CIPプロジェクト、Linuxカーネル6.1ベースのSLTSを発表–最低10年のサポート

今回は「CIPプロジェクト、Linuxカーネル6.1ベースのSLTSを発表–最低10年のサポート」についてご紹介します。

関連ワード (ソフトウェア等) についても参考にしながら、ぜひ本記事について議論していってくださいね。

本記事は、ZDNet Japan様で掲載されている内容を参考にしておりますので、より詳しく内容を知りたい方は、ページ下の元記事リンクより参照ください。


 The Linux Foundationの「Civil Infrastructure Platform(CIP)」プロジェクトは、「Linux」カーネルのバージョン6.1をベースとするSLTSカーネルシリーズにより、超長期安定版(SLTS)カーネルプログラムを延長すると発表した。

 これは初のSLTSカーネルというわけではない。Linuxカーネルのバージョン4.4と4.19、5.10をベースとしたSLTSカーネルが既に存在している。今回の発表の核心は、CIPが少なくとも向こう10年間、カーネルのサポートを続けていくという点にある。

 念のために述べておくが、CIPシステムは汎用のLinuxデバイスを念頭に置いているわけではない。これはCIPカーネルと、「Debian 11」(開発コード名:「Bullseye」)をベースにしたシステムで構成されており、CIPのリファレンスハードウェアに基づく産業用ハードウェア上で稼働するランタイム環境を実現するというものだ。

 この種のカーネルを長期にわたって使用できるよう保証するために、CIPはターゲットアーキテクチャー向けに活発にサポートされているカーネル機能に力点を置くという、効率的なアプローチを採用している。つまり、SLTSカーネルは組み込みシステム向けのLinuxに特化している。これには以下の2つのバージョンがある。

 またこのプロジェクトでは、最近のメインラインカーネルから複数の非侵襲的なバックポートを取り込んでもいる。その大きな理由は、新たに登場してきているハードウェアとの親和性を強化するというところにある。CIPプロジェクトのメンバーは、このようなかたちでスコープを定義している。

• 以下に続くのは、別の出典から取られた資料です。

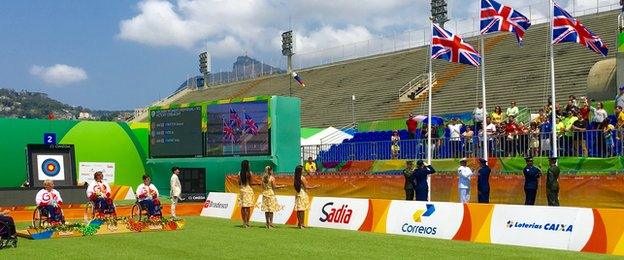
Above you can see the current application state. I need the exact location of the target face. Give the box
[37,155,65,181]
[41,159,61,177]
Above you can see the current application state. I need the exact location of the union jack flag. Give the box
[240,113,259,135]
[230,107,243,128]
[431,23,481,66]
[552,3,609,57]
[223,118,236,142]
[481,0,531,45]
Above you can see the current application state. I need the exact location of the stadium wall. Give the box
[146,96,301,194]
[201,193,624,255]
[0,118,149,188]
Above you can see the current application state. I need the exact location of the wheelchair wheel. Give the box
[32,207,48,228]
[130,203,142,221]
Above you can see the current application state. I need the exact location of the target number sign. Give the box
[37,155,65,181]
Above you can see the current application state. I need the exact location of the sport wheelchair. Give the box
[0,220,17,249]
[32,206,65,228]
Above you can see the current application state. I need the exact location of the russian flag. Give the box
[293,72,305,87]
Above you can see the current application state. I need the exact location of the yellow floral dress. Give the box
[260,179,284,212]
[295,177,310,211]
[238,185,253,208]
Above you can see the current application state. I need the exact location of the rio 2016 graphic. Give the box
[37,155,65,181]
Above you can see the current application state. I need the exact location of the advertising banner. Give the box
[308,197,369,230]
[78,162,115,183]
[250,195,295,224]
[490,205,594,251]
[200,192,238,219]
[386,200,464,239]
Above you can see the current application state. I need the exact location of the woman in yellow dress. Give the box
[261,166,286,229]
[294,165,319,228]
[238,160,253,228]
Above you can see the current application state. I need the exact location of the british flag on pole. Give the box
[481,0,531,44]
[552,2,609,57]
[431,23,481,67]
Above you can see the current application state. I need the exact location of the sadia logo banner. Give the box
[201,192,238,218]
[251,195,295,224]
[308,197,368,230]
[386,200,464,239]
[490,205,594,251]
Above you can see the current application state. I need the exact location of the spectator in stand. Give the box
[523,157,542,205]
[562,112,578,156]
[405,114,418,139]
[505,116,518,156]
[403,161,414,200]
[615,85,624,107]
[598,118,615,157]
[472,102,485,133]
[546,157,559,207]
[390,130,401,160]
[477,158,492,203]
[491,106,504,126]
[304,156,316,175]
[589,100,609,129]
[572,111,587,157]
[530,122,540,156]
[505,101,520,118]
[516,122,531,156]
[578,97,590,122]
[485,117,496,156]
[447,118,462,158]
[457,158,472,203]
[462,126,474,154]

 というのも、CIPの主なミッションは、デスクトップやサーバー向けのカーネルを提供するというものではないためだ。そうではなく、産業機器向けの組み込みLinuxシステムのためのオープンソース基盤を確立するというのがミッションなのだ。そしてこの基盤によって、公共インフラのプロジェクトに必要となるソフトウェアのビルディングブロックの配備と統合を促進することがCIPの目標となっている。

 このディストリビューションは、インフラの監督や制御、管理を担う技術システムを対象としている。こうしたシステムには発電や電力供給、石油/ガス、上下水道、ヘルスケア、通信、運輸、コミュニティー管理といったものが含まれている。

 CIPの狙いは、既存のオープンソース基盤と専門知識に基づくことで、ドメインをまたがる共通テクノロジーの再発明を避けつつ、公共インフラのシステム開発を迅速化していくところにある。これによって、電力網や石油/ガスパイプライン、緊急通信システムといったミッションクリティカルなサービスのための基本となるリファレンス実装が提供され、事実上のオープン標準を確立するための原動力となっていくはずだ。